In the case of Euler's method applied to an undamped pendulum, this technique inevitably accumulates energy and eventually swings over the top. How long it takes this to happen depends on the step size. Decrease the step size and it will still happen, at least up to a point. At some point, you'll reach the problem of 1+1e-16 is exactly 1 on most computers. With too small a step size, any numerical integrator will eventually produce a non-moving pendulum, but it will take a long, long time to achieve that nonsense result.
In contrast, the symplectic Euler method tends to have total energy (and hence peak amplitude) oscillate a bit about the true value from step to step. There are much better symplectic integrators than symplectic Euler. You'll be able to take much bigger steps compared to symplectic Euler with those better techniques and still maintain good accuracy.
I mentioned leapfrog in a previous reply. Leapfrog is symplectic and is still simple to implement but it is much better than is symplectic Euler. Leapfrog lets one double the step size at no cost to accuracy, or it lets one keep the same step size with significantly better accuracy than symplectic Euler. Using bigger steps is important because the number of calls to the derivative function is a key driver of the computational cost. A technique that lets one double the step size at no cost to accuracy halves the number of derivative function calls. People have developed much higher order symplectic integrators than leapfrog.

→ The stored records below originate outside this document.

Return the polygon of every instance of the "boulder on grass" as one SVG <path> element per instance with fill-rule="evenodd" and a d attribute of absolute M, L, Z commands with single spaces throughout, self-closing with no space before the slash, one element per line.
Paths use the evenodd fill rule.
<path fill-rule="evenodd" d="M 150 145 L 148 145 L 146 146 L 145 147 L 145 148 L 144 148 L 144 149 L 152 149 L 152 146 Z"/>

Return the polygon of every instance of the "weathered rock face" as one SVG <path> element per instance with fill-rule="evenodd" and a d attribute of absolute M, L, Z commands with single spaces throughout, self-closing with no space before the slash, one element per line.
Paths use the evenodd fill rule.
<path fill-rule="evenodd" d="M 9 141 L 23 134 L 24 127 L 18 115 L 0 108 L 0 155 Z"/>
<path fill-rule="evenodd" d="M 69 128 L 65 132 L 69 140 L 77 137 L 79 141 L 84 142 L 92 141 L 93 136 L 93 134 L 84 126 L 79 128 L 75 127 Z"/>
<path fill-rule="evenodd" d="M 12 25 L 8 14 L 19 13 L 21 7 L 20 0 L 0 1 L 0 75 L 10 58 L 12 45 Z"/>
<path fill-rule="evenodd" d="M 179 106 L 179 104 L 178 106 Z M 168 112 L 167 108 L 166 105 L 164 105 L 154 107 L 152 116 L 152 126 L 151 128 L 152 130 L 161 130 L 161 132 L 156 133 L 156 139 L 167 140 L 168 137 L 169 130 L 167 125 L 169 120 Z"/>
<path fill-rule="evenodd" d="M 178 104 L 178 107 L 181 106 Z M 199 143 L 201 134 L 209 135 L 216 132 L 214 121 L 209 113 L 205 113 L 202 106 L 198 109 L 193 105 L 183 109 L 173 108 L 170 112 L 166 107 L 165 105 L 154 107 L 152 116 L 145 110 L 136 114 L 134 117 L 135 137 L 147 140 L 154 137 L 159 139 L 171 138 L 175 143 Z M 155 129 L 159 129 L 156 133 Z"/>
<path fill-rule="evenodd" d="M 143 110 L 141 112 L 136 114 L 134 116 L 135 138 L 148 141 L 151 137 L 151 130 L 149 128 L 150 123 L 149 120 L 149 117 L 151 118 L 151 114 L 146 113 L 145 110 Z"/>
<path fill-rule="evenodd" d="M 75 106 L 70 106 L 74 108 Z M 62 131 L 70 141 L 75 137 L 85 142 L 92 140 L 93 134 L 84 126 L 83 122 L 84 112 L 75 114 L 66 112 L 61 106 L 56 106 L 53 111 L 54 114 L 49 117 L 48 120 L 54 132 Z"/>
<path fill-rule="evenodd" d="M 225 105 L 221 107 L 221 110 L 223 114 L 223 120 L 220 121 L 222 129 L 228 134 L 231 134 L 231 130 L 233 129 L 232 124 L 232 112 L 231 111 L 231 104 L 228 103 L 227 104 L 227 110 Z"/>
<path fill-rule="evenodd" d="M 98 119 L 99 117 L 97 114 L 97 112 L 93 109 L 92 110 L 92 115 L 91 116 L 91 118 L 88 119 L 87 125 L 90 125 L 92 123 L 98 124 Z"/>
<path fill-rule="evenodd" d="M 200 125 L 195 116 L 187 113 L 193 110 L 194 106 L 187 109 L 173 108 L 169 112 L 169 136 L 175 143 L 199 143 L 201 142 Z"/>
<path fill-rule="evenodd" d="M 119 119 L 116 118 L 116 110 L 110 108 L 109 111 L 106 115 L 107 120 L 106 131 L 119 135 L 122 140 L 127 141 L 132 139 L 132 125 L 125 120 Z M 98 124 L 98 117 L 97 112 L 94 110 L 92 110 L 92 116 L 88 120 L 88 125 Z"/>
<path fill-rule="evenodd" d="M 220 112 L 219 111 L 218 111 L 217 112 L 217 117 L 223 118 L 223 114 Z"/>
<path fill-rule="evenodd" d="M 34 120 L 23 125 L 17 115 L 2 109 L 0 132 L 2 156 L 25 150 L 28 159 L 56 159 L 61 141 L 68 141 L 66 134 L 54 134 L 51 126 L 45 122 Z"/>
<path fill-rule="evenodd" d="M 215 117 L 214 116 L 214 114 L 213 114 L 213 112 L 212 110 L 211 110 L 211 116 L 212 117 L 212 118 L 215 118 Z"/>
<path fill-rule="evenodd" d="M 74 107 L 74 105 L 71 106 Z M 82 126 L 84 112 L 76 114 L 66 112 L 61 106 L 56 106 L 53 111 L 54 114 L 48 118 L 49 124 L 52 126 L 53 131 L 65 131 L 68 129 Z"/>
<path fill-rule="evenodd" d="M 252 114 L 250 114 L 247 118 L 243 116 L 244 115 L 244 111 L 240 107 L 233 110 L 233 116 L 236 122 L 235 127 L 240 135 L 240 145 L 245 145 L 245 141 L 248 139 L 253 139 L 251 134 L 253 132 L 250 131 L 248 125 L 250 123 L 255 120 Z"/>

If you take a class that covers numerically integrating an initial value problem (an ODE with given initial values), one of the first things the instructor will teach is almost inevitably Euler's method. The next thing you will be taught is to never use Euler's method, with examples. Euler's method is fine for teaching because it introduces the subject. In addition, several better integrators use Euler-like steps as intermediate steps. It's important to learn Euler's method. It's also important to learn not to use it.